Vidas de españoles célebres

Manuel José Quintana
1807

Resumen

Manuel José Quintana (1772-1857) comienza a publicar en 1807 sus Vidas de españoles célebres. La obra, muy reeditada lo largo del siglo XIX y aun después, respondía o, al menos así lo señala el autor, a su deseo de transmitir a los lectores, sobre todo a los más jóvenes, el interés por la historia nacional y por sus figuras más sobresalientes. Rehuye el planteamiento propio de los tratados históricos, fidedignos por definición con los hechos y la cronología, para aportar una serie de retratos amables e interesantes de las figuras españolas más emblemáticas y de los episodios que protagonizaron. 

Pretende así inculcar el amor a la patria, pero por medio del relato biográfico fingido de los episodios que relata. Reconoce así su deuda con la poesía y con la transmisión a la sociedad de una serie de valores y virtudes ligados al heroísmo por las que la nación se hizo célebre. 

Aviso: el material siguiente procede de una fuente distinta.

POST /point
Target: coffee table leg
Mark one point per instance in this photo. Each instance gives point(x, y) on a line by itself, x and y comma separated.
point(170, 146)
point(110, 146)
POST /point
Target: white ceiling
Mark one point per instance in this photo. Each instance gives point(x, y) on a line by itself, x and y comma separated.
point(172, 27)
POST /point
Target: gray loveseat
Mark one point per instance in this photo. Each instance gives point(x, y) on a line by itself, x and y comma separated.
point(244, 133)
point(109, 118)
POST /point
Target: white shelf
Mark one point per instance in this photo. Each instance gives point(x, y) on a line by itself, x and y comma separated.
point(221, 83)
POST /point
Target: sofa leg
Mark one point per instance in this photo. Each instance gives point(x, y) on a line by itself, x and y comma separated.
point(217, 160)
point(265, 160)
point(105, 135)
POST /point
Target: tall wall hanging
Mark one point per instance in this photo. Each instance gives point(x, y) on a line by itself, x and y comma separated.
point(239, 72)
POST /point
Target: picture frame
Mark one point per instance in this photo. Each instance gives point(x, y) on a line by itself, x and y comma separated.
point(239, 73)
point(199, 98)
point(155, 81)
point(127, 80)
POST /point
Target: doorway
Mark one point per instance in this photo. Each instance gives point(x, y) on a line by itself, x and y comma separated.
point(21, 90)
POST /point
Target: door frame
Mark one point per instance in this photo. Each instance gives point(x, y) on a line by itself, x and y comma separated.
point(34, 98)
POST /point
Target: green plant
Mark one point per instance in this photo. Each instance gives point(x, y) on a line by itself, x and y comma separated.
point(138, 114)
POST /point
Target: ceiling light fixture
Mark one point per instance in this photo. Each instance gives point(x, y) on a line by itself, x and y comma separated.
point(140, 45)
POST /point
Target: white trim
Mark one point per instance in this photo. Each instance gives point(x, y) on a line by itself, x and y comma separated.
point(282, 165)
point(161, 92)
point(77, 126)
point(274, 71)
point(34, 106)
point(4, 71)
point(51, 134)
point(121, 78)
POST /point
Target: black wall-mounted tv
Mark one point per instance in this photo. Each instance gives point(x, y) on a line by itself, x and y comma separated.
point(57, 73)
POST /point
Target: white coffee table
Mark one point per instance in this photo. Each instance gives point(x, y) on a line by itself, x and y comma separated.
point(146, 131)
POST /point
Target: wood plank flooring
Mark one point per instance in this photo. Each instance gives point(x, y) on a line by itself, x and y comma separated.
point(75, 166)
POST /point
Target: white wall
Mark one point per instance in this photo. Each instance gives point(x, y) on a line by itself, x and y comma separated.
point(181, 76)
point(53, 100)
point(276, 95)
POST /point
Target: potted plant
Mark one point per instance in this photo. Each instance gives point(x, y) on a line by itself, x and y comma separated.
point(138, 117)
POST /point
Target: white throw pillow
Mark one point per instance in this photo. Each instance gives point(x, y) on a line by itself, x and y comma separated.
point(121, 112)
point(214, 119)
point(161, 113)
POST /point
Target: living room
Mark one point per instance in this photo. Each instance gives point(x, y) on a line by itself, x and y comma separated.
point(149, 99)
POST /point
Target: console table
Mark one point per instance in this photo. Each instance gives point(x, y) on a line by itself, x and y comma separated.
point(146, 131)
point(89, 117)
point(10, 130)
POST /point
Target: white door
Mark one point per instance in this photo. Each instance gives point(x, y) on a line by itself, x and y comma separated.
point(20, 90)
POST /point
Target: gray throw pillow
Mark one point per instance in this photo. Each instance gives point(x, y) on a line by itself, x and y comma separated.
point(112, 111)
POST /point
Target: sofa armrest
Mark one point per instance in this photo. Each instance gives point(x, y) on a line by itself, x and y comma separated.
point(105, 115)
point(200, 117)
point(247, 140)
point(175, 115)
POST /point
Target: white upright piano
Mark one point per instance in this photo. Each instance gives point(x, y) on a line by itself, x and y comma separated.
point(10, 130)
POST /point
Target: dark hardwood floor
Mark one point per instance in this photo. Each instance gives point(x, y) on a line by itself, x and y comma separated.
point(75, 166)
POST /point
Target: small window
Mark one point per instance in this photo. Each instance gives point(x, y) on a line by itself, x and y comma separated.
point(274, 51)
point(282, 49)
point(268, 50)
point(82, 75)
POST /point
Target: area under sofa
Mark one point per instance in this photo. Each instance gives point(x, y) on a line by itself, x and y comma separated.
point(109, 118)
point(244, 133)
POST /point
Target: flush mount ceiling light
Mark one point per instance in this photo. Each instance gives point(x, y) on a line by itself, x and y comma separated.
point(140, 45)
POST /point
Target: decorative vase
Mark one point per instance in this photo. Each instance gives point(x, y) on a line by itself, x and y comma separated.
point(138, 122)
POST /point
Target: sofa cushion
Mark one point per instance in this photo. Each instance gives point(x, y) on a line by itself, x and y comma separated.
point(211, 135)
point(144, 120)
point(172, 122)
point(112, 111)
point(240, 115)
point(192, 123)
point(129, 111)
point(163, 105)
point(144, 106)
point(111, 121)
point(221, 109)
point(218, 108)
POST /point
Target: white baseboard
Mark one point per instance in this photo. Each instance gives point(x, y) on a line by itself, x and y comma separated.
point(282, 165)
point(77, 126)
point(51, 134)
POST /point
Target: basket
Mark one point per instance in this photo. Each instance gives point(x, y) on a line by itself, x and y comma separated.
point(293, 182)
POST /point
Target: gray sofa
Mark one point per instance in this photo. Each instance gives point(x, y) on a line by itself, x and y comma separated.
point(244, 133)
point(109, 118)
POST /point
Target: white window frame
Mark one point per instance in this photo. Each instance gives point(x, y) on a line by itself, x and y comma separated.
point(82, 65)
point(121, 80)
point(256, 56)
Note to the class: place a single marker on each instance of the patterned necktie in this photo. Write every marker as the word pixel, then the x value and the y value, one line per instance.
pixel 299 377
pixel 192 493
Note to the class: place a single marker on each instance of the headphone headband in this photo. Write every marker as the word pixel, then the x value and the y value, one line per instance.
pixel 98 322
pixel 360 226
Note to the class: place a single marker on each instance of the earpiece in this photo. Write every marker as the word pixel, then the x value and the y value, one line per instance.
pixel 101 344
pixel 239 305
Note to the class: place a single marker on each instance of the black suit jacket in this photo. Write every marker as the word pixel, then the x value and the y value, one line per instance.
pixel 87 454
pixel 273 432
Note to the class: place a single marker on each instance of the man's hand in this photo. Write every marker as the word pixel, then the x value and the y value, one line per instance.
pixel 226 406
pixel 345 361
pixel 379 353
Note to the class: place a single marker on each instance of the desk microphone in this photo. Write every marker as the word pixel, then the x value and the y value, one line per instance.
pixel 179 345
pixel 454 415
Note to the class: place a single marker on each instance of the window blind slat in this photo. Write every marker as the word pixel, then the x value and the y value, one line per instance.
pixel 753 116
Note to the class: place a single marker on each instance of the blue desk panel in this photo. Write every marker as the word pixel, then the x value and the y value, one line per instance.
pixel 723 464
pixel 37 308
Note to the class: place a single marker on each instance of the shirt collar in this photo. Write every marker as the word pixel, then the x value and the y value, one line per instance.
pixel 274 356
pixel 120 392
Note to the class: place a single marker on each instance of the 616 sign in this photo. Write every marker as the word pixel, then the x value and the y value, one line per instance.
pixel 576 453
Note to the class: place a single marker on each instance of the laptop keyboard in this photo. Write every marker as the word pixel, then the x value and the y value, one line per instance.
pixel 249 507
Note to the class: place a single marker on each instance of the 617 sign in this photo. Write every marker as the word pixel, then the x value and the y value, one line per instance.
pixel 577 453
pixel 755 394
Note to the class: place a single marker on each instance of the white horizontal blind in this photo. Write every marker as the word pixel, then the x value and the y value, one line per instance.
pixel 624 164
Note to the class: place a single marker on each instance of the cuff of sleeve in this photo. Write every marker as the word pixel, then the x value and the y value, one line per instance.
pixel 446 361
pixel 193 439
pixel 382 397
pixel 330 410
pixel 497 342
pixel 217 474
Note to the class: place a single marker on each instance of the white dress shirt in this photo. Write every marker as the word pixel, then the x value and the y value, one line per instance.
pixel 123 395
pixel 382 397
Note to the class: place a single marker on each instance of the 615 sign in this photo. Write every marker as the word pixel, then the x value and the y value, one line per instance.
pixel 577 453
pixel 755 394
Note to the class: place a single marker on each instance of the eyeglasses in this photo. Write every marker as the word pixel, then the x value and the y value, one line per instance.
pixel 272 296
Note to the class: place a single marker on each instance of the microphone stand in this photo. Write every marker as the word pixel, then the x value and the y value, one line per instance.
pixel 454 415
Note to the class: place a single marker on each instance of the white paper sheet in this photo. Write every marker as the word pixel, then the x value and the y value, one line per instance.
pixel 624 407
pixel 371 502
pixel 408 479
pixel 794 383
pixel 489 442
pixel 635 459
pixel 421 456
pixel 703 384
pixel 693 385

Asegura, pues, seguir el modelo de Plutarco en sus Vidas paralelas donde los pormenores relatados no son una pintura fiel de los personajes y hechos referidos. De ahí que entienda que el propósito de sus Vidas es de índole moral y no de naturaleza histórica o política.

Descripción bibliográfica

Quintana, Manuel José, Vidas de españoles célebres por Don Manuel Josef Quintana. Comprehende este tomo las de el Cid Campeador, Gusmán [sic] el Bueno, Roger de Lauria, el Príncipe de Viana, el Gran Capitán, Madrid: Imprenta Real, 1807.
2 hs. en blanco, 7 hs., 272 pp.; 8º. Sign.: BNE 2/56375 V. 1.
 

Ejemplares

Biblioteca Nacional de España

PID bdh0000280744

Bibliografía

González Troyano, Alberto, «Más heroicos que patriotas, más patriotas que liberales: los españoles célebres de las Vidas escritas por Quintana», en La patria poética: estudios sobre literatura y política en la obra de Manuel José Quintana, ed. Durán López, Fernando, Alberto Romero Ferrer, Marieta Cantos Casenave, Madrid: Iberoamericana, 2009, pp. 257-266

 

Cita

Manuel José Quintana (1807). Vidas de españoles célebres, en Biblioteca de la Lectura en la Ilustración [<https://bibliotecalectura18.net/d/vidas-de-espanoles-celebres> Consulta: 07/02/2025].

Edición

PRÓLOGO

Las vidas de los hombres célebres son de todos los géneros de historia el más agradable de leerse. La curiosidad excitada por el ruido que aquellos personajes han hecho quiere ver más de cerca y contemplar más despacio a los que con sus talentos, virtudes o vicios extraordinarios han contribuido a la formación, progresos y atraso de las naciones. Las particularidades y pormenores en que a veces es preciso entrar para pintar fielmente los caracteres y las costumbres llaman tanto más la atención cuanto en ellas se encuentra a los héroes más desnudos del aparato teatral con que se presentan en la escena del mundo, y convertirse en hombres semejantes a los otros por sus flaquezas y sus errores como para consolarlos de su superioridad.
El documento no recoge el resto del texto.